Resuming his professional career after the war, he toured extensively as a concert pianist and formed successful partnerships with the Griller Quartet and the Amadeus Quartet. His particular liking was for the music of Haydn, Mozart, Beethoven and Schubert, and his edition of the Mozart piano sonatas, prepared with Stanley Sadie, became widely used. He also produced many recordings, especially of modern British piano music, and performed the Proms premiere of Edmund Rubbra's Piano Concerto in 1956. During the 1950s and 1960s he was a regular broadcaster and presenter on musical subjects for BBC Radio.
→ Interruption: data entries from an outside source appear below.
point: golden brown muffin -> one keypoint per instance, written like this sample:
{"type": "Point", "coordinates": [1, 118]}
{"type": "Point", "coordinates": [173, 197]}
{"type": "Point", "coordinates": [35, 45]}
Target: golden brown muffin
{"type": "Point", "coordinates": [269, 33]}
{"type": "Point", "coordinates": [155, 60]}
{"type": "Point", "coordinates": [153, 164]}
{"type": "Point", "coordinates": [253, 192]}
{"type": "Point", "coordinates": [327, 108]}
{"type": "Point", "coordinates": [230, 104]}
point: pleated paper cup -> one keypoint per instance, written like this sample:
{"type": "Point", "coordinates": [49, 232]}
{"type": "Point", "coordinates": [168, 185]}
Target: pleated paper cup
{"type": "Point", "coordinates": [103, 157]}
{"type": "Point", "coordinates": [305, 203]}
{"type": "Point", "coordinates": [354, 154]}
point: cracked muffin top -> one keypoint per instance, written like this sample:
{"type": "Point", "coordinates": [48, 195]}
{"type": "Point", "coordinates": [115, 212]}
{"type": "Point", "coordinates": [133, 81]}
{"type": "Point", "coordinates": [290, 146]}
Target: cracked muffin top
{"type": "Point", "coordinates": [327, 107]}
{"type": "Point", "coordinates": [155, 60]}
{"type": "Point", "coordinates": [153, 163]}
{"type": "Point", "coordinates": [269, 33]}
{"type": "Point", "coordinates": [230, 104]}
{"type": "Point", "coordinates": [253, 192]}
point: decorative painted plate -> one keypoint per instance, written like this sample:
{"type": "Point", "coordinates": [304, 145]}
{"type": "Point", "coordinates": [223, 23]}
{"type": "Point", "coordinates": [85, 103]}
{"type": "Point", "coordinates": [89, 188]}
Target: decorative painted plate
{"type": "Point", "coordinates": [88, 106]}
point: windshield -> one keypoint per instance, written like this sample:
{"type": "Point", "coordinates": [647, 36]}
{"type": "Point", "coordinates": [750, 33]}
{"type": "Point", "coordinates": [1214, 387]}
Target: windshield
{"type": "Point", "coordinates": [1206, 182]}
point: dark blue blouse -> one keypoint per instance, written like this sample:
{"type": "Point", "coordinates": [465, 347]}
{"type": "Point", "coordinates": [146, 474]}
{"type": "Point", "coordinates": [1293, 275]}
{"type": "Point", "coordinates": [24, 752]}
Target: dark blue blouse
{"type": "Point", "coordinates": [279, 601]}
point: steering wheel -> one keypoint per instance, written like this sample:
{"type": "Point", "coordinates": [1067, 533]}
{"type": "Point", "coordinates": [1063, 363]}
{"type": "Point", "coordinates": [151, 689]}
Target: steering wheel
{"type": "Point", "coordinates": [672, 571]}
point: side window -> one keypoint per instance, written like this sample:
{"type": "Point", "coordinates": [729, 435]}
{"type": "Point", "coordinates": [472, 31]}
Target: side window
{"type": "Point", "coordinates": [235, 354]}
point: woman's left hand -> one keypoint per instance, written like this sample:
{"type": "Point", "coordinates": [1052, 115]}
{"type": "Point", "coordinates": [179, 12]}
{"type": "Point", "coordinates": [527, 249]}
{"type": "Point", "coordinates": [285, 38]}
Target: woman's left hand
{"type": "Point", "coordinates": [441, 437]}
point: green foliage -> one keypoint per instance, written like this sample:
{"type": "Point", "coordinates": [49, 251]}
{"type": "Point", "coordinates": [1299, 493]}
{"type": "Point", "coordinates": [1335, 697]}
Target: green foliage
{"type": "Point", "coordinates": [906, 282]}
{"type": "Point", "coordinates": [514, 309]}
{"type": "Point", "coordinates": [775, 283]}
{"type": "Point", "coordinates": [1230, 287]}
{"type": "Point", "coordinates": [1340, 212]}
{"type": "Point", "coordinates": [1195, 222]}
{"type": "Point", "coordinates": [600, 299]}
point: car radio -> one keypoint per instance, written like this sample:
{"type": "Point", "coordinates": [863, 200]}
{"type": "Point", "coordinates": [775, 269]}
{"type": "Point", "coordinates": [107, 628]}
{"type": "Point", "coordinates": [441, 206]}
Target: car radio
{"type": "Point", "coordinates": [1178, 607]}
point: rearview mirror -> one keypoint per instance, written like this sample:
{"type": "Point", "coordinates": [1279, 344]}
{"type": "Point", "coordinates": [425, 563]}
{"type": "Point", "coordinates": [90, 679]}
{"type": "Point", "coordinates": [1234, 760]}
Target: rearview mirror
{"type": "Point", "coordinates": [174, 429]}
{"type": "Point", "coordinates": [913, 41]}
His autobiography In Pursuit of Music appeared in 1966. The following year he was interviewed for the BBC radio programme Desert Island Discs. Between 1971 and 1984 he was Professor of Music at Newcastle University. He wrote a biography of Arturo Toscanini in 1982, and in 1985 he published a study of Beethoven in the Dent "Master Musicians" series. His short book on Beethoven's piano sonatas (published as a BBC Music Guide) is particularly valuable. In the few years before his death, he and his third wife, the pianist and teacher Beryl Chempin, both taught at the Birmingham School of Music.

==Personal life==
Matthews was married three times, to three musicians. His first wife was the cellist Mira Howe, with whom he had one son and three daughters. They divorced in 1960. His second wife was the pianist Brenda McDermott. They married in 1963 and had one son and one daughter. Their marriage lasted until 1986, and then he married Beryl Chempin. Subject to bouts of depression, Matthews committed suicide on 25 December 1988. Beryl Chempin died in 2012.